Create a dummy variable (or binary variable) coded 1 if the year is 1996 or later and 0 otherwise. Estimate a regression model treating deportations as a function of this dummy variable. Plot the regression model and provide a thorough substantive interpretation of the regression results. To start, what would be the null and alternative hypotheses for \(\beta_1\) given the research question? Suggested ways to interpret this would be to report the predicted number of deportations in the later period compared to the earlier period as well as the discussing the coefficient showing the difference. You should tie your interpretation back to the regression estimates. This task is worth 100 points.
#Insert code to do this task in this chunk
remove.1$Post1996 <- ifelse(remove.1$Year >= 1996, 1, 0)
reg4 <- lm(Deportations ~ Post1996, data = remove.1)
summary(reg4)
##
## Call:
## lm(formula = Deportations ~ Post1996, data = remove.1)
##
## Residuals:
## Min 1Q Median 3Q Max
## -210398 -12302 -1951 13213 152256
##
## Coefficients:
## Estimate Std. Error t value Pr(>|t|)
## (Intercept) 20905 8972 2.33 0.0228 *
## Post1996 259173 15013 17.26 <0.0000000000000002 ***
## ---
## Signif. codes: 0 '***' 0.001 '**' 0.01 '*' 0.05 '.' 0.1 ' ' 1
##
## Residual standard error: 60190 on 68 degrees of freedom
## Multiple R-squared: 0.8142, Adjusted R-squared: 0.8115
## F-statistic: 298 on 1 and 68 DF, p-value: < 0.00000000000000022
plot_model(reg4, type = "est", show.values = TRUE, value.offset = 0.3,
title = "Deportations Before and After 1996")
Null Hypothesis: There is no difference in average deportations before and after 1996. Alternative Hypothesis: There is a difference in average deportations before and after 1996.

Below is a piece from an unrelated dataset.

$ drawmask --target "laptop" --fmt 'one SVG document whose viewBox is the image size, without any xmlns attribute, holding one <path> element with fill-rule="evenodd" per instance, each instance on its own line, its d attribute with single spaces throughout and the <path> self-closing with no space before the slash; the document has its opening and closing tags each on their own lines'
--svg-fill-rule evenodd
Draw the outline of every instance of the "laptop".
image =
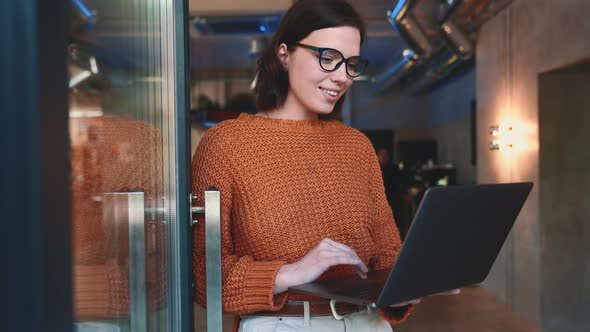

The model above shows the deportations as a function of whether the year was before or after 1996, when the IIRIRA( Illegal Immigration Reform and Immigrant Responsibility Act) was passed. According to the regression output,the intercept of the model or the average number of deportations per year before 1996, was around 20,000.The coefficient for our variable Post1996 however, is 259,173. This means on average, after 1996, there were 259,173 more deportations per year than before 1996. Putting these values together we can conclude that annually after 1996, the United States deported on average around 280,000 people per year, which is backed by the p-value for this coeeficient. Our p-value is shown to be < 0.001, meaning this information is highly statistically significant. This information provides support for our alternative hypothesis as we reject the null. It also demonstrates the major impact that can be attributed to the IIRIRA policy, as well as the claims made in the Patler and Jones article, where it was stated that the IIRIRA fundamentally transformed the deportation system in America.However, as a caveat, in order to fully attribute this change to this policy, we must consider all external variables that may have occured during the time frame of before and after 1996.